The former CEO of Godfather's Pizza has no experience as an elected official, having run for political office just once before. Cain lost a Republican primary for Senate in Georgia in 2004, something he doesn't think has any bearing on his electability in 2012.
"People aren't just looking for someone that can win," Cain said. "They're looking for someone who lead and the wining will take care of itself."
He kicked off a media tour of sorts on Thursday, talking up his potential candidacy in interviews with Washington reporters as a much more high profile Republican — former Minnesota Gov. Tim Pawlenty — launched his own charm offensive in a speech and book signing at the National Press Club.

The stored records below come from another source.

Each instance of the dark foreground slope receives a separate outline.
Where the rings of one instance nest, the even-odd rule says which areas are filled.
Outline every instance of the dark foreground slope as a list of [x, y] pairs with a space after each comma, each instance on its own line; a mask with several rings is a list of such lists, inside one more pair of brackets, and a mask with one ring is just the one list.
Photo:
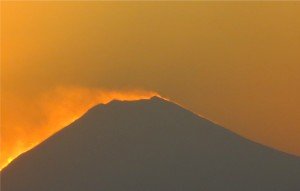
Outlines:
[[154, 97], [92, 108], [1, 178], [1, 191], [299, 191], [300, 159]]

Even though Cain stressed he's officially in the exploratory stage, he's already taking some other major steps toward an official run. Cain is headed back to Iowa this weekend, where he already has staffers on the ground and supporters reaching out to activists in the state.
Cain said the hiring of both an Iowa campaign manager and chief of staff is "pending."
While Cain is well-known and popular among Tea Party activists, he said relying on them to coalesce around a presidential candidate isn't a path to victory and it won't be his strategy in 2012.
"So many people have this misconception about the Tea Party movement," he said. "The Tea Party is a citizens movement of multiple groups. They're not going to get behind a single individual because it's not what they do. They're out there with the goal of educating people about the Constitution and our founding principles."